Ayurvedic system of medicine is using Berberis aristata and Curcuma longa herbs to treat different diseases including cancer [5]. The study was performed to evaluate the synergetic anticancer activity of Berberine and Curcumin by estimating the inhibition of the cell proliferation by cytotoxicity assay using MTT method [3] on specified human cell lines (A549, Hep-G2, MCF-7, Jurkat, and K562). All the cells were harvested from the culture and seeded in the 96-well assay plates at seeding density of 2.0 × 104 cells/well and were incubated for 24 hours. Test items Berberine with Curcumin (1 : 1), Curcumin 95% pure, and Berberine 95% pure were exposed at the concentrations of 1.25, 0.001, and 0.5 mg/mL, respectively, and incubated for a period of 48 hours followed by dispensing MTT solution (5 mg/mL). The cells were incubated at °C for 4 hours followed by addition of DMSO for dissolving the formazan crystals and absorbance was read at 570 nm. Separate wells were prepared for positive control, controls (only medium with cells), and blank (only medium). The exhibited IC-50 values of combination of Berberine and Curcumin were estimated to be 0.034, 0.047, 0.022, 0.2, and 0.01 mg/mL in Hep-G2, A549, MCF-7, Jurkat, and K562 cells, respectively. The exhibited IC-50 values of pure Curcumin were estimated to be 0.020, 0.014, and 0.011 mg/mL in Hep-G2, A549, and MCF-7 cells, respectively and the IC-50 calculation was not feasible in both the cells Jurkat and K562. The exhibited IC-50 values of pure Berberine were estimated to be 0.20 and 0.1 mg/mL in Hep-G2 and A549 but, in MCF-7 IC-50, Jurkat and K562 were unable to be estimated. The in vitro screenings of Berberine and Curcumin combination were found to be having an inhibiting activity against all the three cell lines. Percent inhibition activity at the concentrations 1.25, 0.313, and 0.078 mg/mL was estimated to be greater than 77% in A549, Hep-G2, and MCF-7 cells. The in vitro screenings of Berberine and Curcumin combination were found to be having an inhibiting activity against K562 cells.
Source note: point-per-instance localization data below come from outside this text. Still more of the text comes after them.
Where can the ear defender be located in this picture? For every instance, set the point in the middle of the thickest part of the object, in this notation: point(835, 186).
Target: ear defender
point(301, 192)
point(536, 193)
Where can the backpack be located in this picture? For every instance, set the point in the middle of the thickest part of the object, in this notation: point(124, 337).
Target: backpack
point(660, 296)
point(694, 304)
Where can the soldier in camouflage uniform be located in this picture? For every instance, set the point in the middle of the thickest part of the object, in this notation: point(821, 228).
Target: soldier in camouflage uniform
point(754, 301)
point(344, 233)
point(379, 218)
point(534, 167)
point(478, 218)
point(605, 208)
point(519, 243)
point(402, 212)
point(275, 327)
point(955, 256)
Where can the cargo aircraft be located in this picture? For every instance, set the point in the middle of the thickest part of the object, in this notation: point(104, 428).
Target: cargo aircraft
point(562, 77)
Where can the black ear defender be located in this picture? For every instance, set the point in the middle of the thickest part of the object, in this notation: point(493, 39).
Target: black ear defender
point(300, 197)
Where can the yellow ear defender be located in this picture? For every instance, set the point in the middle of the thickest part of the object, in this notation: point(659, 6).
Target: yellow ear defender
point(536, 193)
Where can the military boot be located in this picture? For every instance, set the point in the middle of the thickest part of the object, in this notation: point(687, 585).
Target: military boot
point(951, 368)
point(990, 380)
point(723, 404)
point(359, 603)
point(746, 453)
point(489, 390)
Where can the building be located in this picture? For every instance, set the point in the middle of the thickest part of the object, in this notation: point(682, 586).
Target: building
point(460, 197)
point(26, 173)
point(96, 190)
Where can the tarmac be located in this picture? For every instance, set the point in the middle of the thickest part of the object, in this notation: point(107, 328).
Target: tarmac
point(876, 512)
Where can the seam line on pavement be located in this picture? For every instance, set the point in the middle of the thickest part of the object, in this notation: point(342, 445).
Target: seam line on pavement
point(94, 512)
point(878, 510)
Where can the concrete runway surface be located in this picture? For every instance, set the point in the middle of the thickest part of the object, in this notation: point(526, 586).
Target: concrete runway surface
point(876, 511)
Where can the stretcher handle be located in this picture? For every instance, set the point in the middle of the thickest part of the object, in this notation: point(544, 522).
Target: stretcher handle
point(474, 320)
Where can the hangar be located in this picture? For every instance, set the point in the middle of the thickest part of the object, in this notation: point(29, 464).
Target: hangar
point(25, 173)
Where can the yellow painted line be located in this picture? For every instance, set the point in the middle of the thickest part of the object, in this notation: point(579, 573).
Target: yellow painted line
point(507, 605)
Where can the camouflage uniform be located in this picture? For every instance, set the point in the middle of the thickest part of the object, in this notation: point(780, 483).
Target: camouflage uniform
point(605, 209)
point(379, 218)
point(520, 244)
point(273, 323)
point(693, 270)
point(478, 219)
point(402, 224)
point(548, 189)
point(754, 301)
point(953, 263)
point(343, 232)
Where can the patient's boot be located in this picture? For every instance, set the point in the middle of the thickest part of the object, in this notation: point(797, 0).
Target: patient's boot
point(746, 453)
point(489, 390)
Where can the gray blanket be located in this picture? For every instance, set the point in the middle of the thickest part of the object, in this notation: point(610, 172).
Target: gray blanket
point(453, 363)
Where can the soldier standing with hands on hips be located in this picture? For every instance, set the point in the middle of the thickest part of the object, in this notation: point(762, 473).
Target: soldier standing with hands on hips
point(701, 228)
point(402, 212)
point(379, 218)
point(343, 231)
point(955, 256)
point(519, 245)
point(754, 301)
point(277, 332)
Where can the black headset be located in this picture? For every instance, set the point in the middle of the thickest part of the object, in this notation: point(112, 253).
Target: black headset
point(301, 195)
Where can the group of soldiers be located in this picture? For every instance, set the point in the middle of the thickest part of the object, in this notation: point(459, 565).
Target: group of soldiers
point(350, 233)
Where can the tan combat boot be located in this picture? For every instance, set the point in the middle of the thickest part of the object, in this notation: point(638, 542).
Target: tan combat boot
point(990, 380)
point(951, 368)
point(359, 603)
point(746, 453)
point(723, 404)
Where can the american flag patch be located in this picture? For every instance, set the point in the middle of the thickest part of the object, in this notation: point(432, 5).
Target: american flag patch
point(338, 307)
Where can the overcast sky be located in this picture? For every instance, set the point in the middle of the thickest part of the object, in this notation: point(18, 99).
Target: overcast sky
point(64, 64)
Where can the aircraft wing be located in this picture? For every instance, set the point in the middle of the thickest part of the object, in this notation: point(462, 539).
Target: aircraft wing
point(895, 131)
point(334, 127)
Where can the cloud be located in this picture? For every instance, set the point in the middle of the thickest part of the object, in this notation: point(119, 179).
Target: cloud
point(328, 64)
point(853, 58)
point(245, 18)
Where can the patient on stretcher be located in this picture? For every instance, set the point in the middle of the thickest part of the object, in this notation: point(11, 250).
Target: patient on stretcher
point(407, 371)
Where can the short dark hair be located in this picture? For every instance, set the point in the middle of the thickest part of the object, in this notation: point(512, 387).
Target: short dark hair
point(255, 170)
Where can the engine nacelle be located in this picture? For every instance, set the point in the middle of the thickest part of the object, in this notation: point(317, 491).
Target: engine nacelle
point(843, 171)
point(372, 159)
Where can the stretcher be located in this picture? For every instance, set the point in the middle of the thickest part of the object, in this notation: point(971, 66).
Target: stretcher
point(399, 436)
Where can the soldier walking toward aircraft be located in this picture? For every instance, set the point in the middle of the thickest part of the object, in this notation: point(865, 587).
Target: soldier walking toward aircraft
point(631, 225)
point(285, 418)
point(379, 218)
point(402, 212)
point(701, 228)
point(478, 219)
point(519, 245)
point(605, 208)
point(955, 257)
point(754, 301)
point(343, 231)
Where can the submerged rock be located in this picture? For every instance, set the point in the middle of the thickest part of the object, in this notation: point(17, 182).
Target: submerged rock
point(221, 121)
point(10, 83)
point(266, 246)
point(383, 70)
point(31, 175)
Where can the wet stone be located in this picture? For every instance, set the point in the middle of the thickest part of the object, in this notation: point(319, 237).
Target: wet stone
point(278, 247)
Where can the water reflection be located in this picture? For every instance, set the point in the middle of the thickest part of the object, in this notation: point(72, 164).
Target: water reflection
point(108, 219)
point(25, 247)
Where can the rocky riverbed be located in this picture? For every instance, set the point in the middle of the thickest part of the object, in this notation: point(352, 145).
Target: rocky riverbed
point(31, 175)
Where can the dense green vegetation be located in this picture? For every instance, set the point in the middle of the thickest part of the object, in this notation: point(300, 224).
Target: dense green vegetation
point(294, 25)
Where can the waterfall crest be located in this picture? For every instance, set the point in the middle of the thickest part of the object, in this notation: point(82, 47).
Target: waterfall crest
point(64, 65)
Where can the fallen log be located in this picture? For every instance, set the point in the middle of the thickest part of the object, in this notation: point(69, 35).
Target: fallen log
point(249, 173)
Percent inhibition activity at the concentrations 1.25, 0.313, and 0.078 mg/mL was estimated to be greater than 68% in K562 cells. The results had proven the synergetic anticancer activity of Berberine with Curcumin inducing cell death greater percentage of >77% when compared to pure Curcumin with <54% and pure Berberine with <45% on average on all cell line models.

5. Conclusion

In conclusion, we confirmed that the combination of Curcumin and Berberine synergistically generates anticancer effects in A549, Hep-G2, MCF-7, Jurkat, and K562 cells in vitro, possibly mediated by inducing apoptosis. With regard to A549, Hep-G2, MCF-7, Jurkat, and K562 Curcurmin and Berberine are of extreme antitumor agents. The combination of Curcumin and Berberine is a novel strategy that has potential in the treatment of cancer patients.

Conflict of Interests

The authors declare that there is no conflict of interests regarding the publication of this paper.